Broward School Board Members Give Students A Chance To Ask For Changes

Caitie Switalski
/
WLRN News
South Plantation High School Principal Christine Henschel thanks her students for staying late on a Thursday, to speak their mind to school board members.

It was an unusual night at South Plantation High School Thursday. Plenty of kids stayed late for football practice and club meetings, but some also stayed for the chance to ask their superintendent to make changes in their education. 

Robert Runcie, superintendent of Broward County Schools,  and Laurie Rich Levinson, school board member for District 6, were on deck at a student-run forum to explain how they make decisions.

Student government leaders moderated, while students asked serious and silly questions, from "Where does the funding for the magnet program come from and how can we get more?" to "Who is your favorite rapper?" (Rich Levinson said that hers is Drake.)

Sophomore Sephorah Hyppolite was one of the 50 or so students who came to the forum that's a part of the school board speaker series called Next Gen Engage. 

"It's important to me to hear what they have to say," she said. "There are some problems in school and stuff that they have to fix. I hope that they can fix us getting a lot of testing...when you have to test it's like you don't really learn anything because you have to go and test."

Hyppolite's classmate, 15-year old Erica Charles, came for a different reason. Her mom encouraged her. 

"My mom was telling me that I need to work on my GPA and work on what I want to do and find out what I want for college.
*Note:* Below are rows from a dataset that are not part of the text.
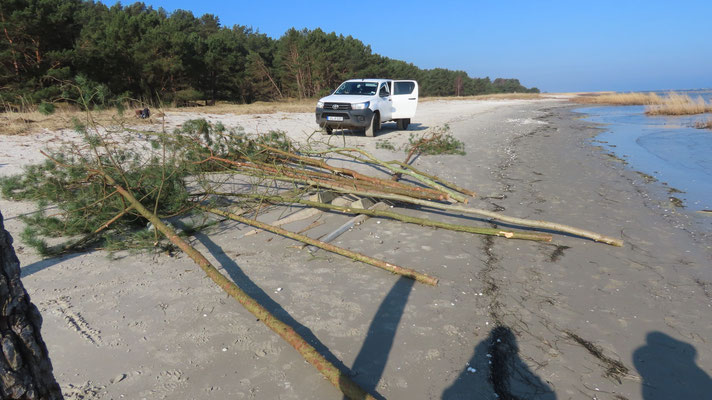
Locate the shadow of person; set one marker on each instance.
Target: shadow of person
(668, 369)
(495, 371)
(371, 359)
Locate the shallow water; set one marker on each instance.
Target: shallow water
(667, 148)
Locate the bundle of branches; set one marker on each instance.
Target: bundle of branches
(110, 185)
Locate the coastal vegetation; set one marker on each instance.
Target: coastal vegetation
(677, 104)
(53, 50)
(622, 99)
(668, 104)
(707, 124)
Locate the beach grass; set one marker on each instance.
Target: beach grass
(669, 104)
(704, 124)
(622, 99)
(677, 104)
(30, 119)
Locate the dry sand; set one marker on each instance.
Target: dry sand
(567, 320)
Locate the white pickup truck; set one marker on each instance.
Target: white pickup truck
(366, 103)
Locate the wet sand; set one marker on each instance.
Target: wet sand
(563, 320)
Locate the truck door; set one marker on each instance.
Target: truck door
(405, 99)
(384, 96)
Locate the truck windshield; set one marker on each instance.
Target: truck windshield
(365, 88)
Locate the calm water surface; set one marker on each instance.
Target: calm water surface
(668, 148)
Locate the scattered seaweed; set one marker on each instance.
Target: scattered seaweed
(614, 369)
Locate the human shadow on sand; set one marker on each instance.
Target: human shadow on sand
(669, 371)
(371, 359)
(246, 284)
(495, 371)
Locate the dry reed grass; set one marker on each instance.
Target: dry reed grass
(669, 104)
(704, 124)
(623, 99)
(260, 107)
(30, 120)
(677, 104)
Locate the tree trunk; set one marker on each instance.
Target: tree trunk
(25, 367)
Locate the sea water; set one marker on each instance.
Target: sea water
(668, 148)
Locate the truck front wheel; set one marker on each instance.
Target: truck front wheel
(374, 126)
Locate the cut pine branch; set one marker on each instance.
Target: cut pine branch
(337, 378)
(539, 224)
(505, 233)
(407, 272)
(348, 151)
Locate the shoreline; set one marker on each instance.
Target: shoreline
(150, 325)
(662, 195)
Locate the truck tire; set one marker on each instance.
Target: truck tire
(374, 126)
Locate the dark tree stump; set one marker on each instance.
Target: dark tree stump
(25, 367)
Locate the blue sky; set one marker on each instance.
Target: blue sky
(553, 45)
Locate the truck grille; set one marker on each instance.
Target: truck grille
(337, 106)
(327, 114)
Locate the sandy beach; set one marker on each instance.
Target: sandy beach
(570, 319)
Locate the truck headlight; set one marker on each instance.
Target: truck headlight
(360, 106)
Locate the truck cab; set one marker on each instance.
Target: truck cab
(364, 104)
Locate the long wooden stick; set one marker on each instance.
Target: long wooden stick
(356, 175)
(493, 215)
(506, 233)
(407, 272)
(329, 370)
(328, 181)
(427, 181)
(435, 178)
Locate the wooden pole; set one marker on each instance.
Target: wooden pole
(407, 272)
(505, 233)
(333, 374)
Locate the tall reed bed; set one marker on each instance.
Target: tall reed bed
(677, 104)
(669, 104)
(623, 99)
She was like, "This is a good time for you to ask questions, find out what you can do to better yourself and get ready to go to college,"' Charles said.

Runcie said this type of forum in which students can lead discussions about their education is important for how he makes decisions in the future. 

"I recently thought, 'Hey, you know what? There's a very important voice that I'm not getting as much that I'd like to be of offer to, and that's students,'" he said. 

The student-run forum, Runcie says, makes it the students' own. He hopes to be able to continue to hear from students this way.